# Independence of thermodynamic variables

A given thermodynamical system has a number of state variables, not all of which are independent. Suppose that we have a system which can be specified by $k+1$ extensive variables: $U,X_1,\cdots,X_k$. We also have $k$ intensive variables which are conjugate to the $k$ extensive variables $X_i$. To what extent are these $2k+1$ variables independent?

For example, we can always express the internal energy in terms of its natural variables: $$U=U(S,V,N_1,\cdots, N_{k-2})$$ But what about in terms of other variables? How about exchanging an extensive variable for its conjugate internal variable, say $T$ in place of $S$: $$U=U(T,V,N_1,\cdots,N_{k-2})?$$ Or perhaps replacing $T$ by some unrelated intensive variable, say $p$ in place of $S$: $$U=U(p,V,N_1,\cdots,N_{k-2})?$$ Will any combination of the remaining thermodynamic variables serve to functionally determine $U$? If not, then what exactly relates these $2k+1$ variables?

• No answers yet? The variables must not be conjugate, and you need to switch from internal energy to the thermodynamic potential associated with your choice of variables... – Christoph Dec 23 '14 at 16:35
• @Christoph Thank you for your response. My current understanding is this: Let $\{X_i\}_{i=1}^k$ denote the extensive parameters of the system and let $\{Y_j\}$ denote the conjugate intensive parameters. Let $I\cup J = {1,2,\cdots,k}$ denote a partition of the indices.
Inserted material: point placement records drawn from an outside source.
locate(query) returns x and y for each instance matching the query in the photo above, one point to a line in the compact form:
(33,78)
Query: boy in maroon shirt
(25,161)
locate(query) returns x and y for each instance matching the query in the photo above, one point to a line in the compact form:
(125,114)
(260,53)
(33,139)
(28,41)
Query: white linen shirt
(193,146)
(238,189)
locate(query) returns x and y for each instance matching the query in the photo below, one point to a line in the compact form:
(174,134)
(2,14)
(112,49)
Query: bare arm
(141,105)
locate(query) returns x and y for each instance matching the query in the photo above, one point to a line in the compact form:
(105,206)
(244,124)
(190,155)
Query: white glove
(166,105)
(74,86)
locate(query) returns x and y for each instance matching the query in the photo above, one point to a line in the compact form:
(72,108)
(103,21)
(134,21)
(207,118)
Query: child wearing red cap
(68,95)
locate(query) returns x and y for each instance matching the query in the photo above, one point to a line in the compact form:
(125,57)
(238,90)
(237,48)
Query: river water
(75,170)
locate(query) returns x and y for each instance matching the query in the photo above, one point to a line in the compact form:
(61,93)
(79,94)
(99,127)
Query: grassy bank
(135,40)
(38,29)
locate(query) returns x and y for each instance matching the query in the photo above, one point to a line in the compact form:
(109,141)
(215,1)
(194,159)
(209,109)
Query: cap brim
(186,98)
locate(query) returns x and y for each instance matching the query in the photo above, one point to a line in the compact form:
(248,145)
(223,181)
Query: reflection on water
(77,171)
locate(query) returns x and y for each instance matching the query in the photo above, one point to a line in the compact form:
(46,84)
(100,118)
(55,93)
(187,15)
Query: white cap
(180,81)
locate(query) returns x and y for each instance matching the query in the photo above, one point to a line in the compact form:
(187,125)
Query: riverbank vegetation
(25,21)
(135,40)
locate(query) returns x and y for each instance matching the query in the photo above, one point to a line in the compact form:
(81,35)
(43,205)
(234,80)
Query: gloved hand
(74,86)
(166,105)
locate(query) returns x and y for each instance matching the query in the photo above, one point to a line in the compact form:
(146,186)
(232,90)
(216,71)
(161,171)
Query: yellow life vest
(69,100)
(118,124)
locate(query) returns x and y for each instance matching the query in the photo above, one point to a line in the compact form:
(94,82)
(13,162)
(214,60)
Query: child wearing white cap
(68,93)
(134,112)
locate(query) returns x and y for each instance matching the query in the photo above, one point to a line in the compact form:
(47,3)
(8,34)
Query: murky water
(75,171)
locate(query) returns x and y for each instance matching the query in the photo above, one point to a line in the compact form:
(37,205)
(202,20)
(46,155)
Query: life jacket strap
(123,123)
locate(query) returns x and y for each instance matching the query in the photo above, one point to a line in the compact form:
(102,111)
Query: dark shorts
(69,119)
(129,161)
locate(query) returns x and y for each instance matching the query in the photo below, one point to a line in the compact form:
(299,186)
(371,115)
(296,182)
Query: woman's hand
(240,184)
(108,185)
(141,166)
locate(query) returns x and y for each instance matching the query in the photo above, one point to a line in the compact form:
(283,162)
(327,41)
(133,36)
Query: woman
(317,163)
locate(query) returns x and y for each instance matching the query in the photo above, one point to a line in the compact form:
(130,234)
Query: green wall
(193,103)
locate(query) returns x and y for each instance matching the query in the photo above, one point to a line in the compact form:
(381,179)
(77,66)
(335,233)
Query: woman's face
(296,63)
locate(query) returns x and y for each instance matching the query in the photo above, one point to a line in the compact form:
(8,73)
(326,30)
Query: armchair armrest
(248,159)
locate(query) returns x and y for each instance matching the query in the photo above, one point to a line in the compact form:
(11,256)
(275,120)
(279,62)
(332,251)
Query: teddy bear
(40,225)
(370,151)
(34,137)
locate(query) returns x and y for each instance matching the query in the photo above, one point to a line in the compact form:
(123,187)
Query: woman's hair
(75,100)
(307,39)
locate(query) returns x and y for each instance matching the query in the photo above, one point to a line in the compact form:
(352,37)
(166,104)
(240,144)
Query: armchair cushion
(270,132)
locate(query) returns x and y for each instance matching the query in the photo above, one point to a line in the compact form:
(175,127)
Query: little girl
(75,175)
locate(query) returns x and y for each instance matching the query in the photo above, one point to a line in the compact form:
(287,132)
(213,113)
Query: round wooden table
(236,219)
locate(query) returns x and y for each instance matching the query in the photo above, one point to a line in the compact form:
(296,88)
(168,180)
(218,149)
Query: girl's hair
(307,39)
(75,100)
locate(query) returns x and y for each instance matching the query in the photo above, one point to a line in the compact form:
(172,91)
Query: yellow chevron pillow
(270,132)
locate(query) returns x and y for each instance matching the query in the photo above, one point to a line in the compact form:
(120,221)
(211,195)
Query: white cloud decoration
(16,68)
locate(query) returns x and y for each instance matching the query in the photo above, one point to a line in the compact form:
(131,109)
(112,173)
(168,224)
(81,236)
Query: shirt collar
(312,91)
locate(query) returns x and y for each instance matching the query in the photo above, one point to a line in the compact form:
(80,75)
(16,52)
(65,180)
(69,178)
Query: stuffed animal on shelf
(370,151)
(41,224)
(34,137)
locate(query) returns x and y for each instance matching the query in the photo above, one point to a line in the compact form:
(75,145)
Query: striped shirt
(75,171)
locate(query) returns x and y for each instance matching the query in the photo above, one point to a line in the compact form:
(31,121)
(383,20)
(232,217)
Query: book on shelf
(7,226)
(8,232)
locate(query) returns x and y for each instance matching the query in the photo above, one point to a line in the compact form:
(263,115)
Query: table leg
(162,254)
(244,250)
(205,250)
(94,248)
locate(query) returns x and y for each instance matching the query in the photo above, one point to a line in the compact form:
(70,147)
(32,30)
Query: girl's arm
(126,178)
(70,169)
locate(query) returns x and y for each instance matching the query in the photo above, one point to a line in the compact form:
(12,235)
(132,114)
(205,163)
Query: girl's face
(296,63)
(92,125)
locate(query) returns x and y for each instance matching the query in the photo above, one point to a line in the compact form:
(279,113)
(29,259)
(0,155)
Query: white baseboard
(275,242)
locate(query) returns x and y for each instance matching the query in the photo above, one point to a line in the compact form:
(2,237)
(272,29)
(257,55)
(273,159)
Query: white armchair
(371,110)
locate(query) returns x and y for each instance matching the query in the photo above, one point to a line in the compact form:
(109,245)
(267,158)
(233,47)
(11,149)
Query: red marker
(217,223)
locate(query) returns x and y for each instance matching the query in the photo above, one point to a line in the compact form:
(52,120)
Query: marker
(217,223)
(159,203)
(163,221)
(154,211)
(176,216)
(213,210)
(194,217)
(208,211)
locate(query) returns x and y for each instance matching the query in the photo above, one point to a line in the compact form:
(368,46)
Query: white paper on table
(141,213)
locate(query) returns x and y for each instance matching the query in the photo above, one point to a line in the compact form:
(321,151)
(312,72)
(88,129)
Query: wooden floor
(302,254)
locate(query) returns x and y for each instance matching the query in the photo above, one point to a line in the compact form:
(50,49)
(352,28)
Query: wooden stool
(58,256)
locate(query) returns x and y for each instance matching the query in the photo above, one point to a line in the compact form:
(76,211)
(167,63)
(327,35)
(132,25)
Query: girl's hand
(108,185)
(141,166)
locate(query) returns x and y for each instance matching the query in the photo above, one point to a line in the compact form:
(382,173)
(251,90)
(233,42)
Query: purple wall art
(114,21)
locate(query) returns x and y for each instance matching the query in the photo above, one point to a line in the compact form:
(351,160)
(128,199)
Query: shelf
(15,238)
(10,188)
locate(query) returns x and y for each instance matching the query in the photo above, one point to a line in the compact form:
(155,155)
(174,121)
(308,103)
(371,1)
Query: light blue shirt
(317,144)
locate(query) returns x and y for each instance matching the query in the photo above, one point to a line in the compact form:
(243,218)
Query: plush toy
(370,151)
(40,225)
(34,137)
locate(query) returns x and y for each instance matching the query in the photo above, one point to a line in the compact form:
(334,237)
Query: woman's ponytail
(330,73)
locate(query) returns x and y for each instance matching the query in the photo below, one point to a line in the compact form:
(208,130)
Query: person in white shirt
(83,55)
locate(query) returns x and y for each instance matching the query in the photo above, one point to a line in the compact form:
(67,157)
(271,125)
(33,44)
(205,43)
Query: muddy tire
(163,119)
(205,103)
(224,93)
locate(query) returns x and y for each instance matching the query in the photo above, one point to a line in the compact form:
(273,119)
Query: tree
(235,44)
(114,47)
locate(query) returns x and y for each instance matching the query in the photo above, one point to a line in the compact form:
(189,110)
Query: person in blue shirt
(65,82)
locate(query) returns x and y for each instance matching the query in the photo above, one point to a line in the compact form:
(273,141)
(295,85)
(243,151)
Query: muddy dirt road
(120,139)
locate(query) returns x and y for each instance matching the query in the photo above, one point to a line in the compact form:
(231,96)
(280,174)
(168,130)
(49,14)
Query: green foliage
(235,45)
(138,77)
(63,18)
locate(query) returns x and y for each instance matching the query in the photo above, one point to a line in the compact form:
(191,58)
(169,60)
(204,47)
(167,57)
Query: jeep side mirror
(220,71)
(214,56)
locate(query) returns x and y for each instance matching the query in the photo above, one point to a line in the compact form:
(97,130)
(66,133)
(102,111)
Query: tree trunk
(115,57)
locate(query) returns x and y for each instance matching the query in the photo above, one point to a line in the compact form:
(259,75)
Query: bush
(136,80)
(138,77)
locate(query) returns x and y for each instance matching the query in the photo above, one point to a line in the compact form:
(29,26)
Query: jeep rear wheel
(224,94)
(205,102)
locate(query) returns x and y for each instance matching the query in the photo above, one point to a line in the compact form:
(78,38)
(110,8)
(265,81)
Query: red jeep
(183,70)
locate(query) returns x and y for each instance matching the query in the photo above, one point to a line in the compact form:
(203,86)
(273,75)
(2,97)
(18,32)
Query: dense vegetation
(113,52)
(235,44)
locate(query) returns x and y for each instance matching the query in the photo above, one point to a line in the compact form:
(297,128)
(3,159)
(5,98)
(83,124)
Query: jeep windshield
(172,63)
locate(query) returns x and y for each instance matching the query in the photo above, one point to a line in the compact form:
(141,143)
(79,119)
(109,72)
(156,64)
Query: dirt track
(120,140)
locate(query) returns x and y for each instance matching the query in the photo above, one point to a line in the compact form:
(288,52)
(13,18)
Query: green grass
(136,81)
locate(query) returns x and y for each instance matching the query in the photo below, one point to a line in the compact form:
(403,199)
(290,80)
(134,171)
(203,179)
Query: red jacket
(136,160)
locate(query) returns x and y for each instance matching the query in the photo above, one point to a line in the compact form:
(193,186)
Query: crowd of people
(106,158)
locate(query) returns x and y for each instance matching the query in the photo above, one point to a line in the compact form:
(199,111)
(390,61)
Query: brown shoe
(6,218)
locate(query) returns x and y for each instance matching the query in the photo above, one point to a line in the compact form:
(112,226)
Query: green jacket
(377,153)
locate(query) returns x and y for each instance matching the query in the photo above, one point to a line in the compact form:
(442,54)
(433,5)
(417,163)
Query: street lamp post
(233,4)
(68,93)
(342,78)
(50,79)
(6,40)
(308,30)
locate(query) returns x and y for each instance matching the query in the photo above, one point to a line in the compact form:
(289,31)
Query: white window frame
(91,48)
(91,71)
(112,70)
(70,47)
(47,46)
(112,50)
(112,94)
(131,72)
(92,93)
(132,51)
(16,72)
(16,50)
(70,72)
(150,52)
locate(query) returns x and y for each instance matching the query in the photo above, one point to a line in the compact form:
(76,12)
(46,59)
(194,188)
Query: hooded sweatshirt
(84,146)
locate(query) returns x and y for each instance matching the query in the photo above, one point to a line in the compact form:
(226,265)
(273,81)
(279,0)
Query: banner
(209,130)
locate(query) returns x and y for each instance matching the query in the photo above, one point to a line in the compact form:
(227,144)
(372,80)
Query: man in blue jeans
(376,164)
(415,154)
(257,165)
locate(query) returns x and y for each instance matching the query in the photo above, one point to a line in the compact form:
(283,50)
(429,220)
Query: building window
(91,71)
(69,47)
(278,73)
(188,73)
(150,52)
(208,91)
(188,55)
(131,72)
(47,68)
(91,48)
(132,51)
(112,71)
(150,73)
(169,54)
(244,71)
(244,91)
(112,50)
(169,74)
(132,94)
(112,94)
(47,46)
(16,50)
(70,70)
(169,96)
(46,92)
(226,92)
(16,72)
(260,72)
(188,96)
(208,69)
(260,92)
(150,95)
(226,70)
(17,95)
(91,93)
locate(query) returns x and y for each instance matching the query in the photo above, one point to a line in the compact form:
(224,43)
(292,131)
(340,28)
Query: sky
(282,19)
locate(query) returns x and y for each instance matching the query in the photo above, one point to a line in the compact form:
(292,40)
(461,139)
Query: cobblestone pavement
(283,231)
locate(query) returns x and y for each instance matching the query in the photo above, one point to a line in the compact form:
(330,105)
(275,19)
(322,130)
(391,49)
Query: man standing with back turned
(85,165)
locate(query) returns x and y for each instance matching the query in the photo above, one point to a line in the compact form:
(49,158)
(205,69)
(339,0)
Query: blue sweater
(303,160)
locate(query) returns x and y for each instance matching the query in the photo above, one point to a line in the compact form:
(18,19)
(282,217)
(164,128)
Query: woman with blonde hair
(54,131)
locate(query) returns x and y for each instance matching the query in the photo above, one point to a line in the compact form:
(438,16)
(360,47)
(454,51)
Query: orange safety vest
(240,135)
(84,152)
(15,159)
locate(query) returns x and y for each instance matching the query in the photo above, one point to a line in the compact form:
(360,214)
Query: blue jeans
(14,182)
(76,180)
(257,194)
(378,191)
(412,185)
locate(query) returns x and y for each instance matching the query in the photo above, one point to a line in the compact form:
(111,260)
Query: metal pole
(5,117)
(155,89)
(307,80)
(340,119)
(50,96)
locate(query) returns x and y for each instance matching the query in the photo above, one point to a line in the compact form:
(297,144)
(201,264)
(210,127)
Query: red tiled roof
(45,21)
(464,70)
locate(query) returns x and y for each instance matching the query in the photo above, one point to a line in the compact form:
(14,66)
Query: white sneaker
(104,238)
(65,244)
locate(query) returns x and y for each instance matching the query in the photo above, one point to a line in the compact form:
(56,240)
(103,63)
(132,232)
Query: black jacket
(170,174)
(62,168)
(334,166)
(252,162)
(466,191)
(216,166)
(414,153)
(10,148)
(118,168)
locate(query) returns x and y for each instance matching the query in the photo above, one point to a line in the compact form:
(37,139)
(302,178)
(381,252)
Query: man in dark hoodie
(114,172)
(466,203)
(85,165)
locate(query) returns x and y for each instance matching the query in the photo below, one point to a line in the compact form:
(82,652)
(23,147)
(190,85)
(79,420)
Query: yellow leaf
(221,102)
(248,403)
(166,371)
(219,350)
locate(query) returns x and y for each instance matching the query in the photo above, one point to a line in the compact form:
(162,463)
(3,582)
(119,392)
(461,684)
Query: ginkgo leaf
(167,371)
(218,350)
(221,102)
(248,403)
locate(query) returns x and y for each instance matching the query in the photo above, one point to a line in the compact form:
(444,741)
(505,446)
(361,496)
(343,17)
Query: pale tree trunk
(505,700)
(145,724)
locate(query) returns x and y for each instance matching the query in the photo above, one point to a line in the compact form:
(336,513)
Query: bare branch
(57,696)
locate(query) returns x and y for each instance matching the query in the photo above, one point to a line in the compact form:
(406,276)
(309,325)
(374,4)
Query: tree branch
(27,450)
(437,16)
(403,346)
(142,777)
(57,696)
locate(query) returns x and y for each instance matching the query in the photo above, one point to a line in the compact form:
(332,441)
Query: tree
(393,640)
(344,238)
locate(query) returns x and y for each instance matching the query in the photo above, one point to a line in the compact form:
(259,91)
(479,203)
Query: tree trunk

Then $\{X_i\}_{i\in I} \cup \{Y_j\}_{j\in J}$ will serve as a valid coordinate system for the thermodynamic states so long as we include at least one extensive parameter. – EuYu Dec 23 '14 at 18:01
• cont.. This is because for any partition of extensive/intensive variables that we choose, there is some thermodynamic potential for which the variables serve as natural variables and hence is enough to determine the entire thermodynamic state. So I guess this is a sufficient requirement. Am I correct in assuming that this is also sufficient? I.e. the inclusion of a conjugate pair of variables means that the state will not be uniquely determined. So for a simple system with variables $\{U,S,V,T,p\}$, we cannot use $\{S,T,p\}$ or $\{V,p,T\}$ as coordinates for example. – EuYu Dec 23 '14 at 18:01
• sounds good to me (I forgot to mention that at least one variable has to be extensive); also note that you can define conjugate pairs with respect to state functions other than energy - eg the entropy representation – Christoph Dec 23 '14 at 19:03
• @Christoph Thank you Christoph. If you convert your comments to an answer, I'd be happy to award you the bounty. – EuYu Dec 23 '14 at 19:17

Perhaps you are looking for the notion of Legendre transform. Here is the general idea: suppose you have a function of some sets of variables, say $\mathbf x$ and $\mathbf v$, and so $f = f(\mathbf x,\mathbf v)$. You usually get a new set of variables, conjugate to $\mathbf v$ by taking the Legendre transform of $f$ w.r.t. $\mathbf v$. So what you do is to define said conjugate variables, say $\mathbf p = \nabla_{\mathbf v}f$, which depend on $\mathbf x$ and $\mathbf v$ through $$\mathbf p(\mathbf x,\mathbf v)=\nabla_{\mathbf v}f(\mathbf x,\mathbf v).$$ Now one has to require $f$ to have suitable concavity property, and in this case we could require $f$ to be such that the Hessian $D^2_{\mathbf v}f$ to be non-zero on the relevant domain. If this is the case we can then invert the relation to get $$\mathbf v(\mathbf x,\mathbf p) = g(\mathbf x,\mathbf p),$$ for some function $g$.
Suppose that $\mathbf x\in\mathbb R^n$ and that $\mathbf v\in\mathbb R^m$; then among the $n+2m$ variables $\mathbf x,\mathbf v,\mathbf p$ there are $m+1$ constraints: $m$ coming from $g$ and 1 coming from $f$. Therefore you only have $n-1$ independent variables. The ones that you can then take as independent among the set $\mathbf x,\mathbf v,\mathbf p$ usually depends on how well-behaved the functions you get are. In general you get a (possibly smooth) submanifold of $\mathbb R^{n+2m}$, and the choice correspond to the fact that your atlas should have well-behaved charts (think of the sphere in $\mathbb R^3$, where you can't give a global chart, but you have to patch at least two charts together).